Where it gets it name
It gets its name from its primary function of producing perfectly flat edges on long pieces of wood prior to jointing them edge-to-edge to produce wider boards to be used, for instance, as table tops.
There are now electrically-powered jointer machines that can do this faster, but many woodworkers still prefer to use the hand plane, enjoying a quieter, more dust-free environment, and the greater job satisfaction you can get from using hand tools.
Standard and low-angle
There are standard and low-angle metal versions of the jointer, with irons pitched at 45 degrees bevel down and 12 degrees bevel up respectively.
Wooden jointers usually have their irons pitched at 45 degrees.
At up to about 610mm (24 inches) long, the jointer is the longest of the bench planes.
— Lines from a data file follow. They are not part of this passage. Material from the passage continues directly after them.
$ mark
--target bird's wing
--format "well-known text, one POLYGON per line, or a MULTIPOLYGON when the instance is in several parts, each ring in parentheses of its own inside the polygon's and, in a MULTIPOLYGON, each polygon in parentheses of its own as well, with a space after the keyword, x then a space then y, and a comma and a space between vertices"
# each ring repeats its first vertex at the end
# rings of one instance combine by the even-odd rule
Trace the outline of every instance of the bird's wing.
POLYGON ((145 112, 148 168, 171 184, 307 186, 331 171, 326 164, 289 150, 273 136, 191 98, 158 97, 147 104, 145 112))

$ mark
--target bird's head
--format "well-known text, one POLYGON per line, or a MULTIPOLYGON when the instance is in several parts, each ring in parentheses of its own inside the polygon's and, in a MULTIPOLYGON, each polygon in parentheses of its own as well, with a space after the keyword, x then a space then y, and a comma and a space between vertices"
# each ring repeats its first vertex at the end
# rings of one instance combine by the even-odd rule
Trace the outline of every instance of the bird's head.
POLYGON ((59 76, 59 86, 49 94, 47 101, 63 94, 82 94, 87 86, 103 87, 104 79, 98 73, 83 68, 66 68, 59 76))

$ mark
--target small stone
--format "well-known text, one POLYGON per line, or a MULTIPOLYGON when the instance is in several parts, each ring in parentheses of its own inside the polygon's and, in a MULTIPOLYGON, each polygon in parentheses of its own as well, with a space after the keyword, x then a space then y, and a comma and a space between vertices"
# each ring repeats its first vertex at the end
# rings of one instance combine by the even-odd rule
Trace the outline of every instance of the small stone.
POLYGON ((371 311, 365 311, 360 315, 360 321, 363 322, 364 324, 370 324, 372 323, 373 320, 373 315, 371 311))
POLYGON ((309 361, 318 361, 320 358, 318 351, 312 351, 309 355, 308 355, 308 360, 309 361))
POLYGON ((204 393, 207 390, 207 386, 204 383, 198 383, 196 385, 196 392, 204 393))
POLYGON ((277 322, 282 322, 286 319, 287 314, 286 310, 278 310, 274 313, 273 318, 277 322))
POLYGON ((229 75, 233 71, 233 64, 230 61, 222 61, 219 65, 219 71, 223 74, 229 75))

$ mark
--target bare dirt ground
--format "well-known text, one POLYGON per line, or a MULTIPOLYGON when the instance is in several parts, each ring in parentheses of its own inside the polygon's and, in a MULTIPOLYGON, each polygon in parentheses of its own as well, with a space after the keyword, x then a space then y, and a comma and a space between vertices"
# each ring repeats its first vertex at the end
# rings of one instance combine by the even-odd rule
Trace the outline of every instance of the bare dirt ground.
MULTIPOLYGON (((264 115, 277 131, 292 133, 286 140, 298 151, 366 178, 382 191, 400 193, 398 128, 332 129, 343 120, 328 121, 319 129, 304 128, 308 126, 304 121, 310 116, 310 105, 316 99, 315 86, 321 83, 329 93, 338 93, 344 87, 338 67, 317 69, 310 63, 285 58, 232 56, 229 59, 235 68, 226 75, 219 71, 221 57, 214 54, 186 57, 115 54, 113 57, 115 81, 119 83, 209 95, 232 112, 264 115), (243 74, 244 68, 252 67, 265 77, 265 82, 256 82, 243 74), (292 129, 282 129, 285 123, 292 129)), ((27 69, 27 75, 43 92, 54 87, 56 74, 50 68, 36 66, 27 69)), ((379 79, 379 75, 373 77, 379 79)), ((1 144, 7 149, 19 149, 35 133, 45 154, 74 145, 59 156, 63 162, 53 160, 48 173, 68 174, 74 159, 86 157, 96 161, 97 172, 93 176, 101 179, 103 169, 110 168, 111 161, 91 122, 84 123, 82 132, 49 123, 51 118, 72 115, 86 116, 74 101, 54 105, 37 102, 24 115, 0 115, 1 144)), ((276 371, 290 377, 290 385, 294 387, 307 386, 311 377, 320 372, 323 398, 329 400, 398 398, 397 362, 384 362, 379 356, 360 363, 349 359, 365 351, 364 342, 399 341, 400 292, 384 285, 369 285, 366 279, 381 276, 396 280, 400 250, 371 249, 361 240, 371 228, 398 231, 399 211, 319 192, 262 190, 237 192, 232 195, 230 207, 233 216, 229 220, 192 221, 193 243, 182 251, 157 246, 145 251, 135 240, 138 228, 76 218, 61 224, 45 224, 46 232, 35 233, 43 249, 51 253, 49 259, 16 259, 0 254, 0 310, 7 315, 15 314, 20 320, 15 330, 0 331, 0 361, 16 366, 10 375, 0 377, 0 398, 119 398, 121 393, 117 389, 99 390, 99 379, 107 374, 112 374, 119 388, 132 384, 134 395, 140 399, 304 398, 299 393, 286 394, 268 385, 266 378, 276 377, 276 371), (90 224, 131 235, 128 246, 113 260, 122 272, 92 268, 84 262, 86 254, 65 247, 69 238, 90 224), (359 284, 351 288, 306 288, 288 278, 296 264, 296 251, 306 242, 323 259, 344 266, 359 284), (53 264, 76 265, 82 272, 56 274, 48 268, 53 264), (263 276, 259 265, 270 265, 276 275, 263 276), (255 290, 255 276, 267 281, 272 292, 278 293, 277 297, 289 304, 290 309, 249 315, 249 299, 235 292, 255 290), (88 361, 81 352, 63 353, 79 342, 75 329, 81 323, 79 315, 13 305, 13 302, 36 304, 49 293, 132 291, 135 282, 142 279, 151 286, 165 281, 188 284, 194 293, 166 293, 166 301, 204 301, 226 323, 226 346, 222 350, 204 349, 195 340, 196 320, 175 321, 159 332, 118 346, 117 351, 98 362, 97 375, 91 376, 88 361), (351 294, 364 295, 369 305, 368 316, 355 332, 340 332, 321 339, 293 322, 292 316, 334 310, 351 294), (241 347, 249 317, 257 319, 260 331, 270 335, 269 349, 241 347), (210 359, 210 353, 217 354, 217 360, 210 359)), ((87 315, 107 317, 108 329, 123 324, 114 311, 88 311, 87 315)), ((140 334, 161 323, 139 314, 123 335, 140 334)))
Its length means it is supreme at levelling the edges of wood.
Shape of cutting edge
The jointer plane's iron is usually honed straight for cutting perfectly flat edges.
The most popular Stanley/Bailey-type metal jointers that are still made today by Stanley and other manufacturers are the No. 7 and the No. 8. The No. 7 is 559mm (22") long with a 60mm (2 3/8") wide iron, and the No. 8 is 610mm (24") long with a 67mm (2 5/8") wide iron.
The longer the plane, the better it is for levelling wood, but the heavier it will be.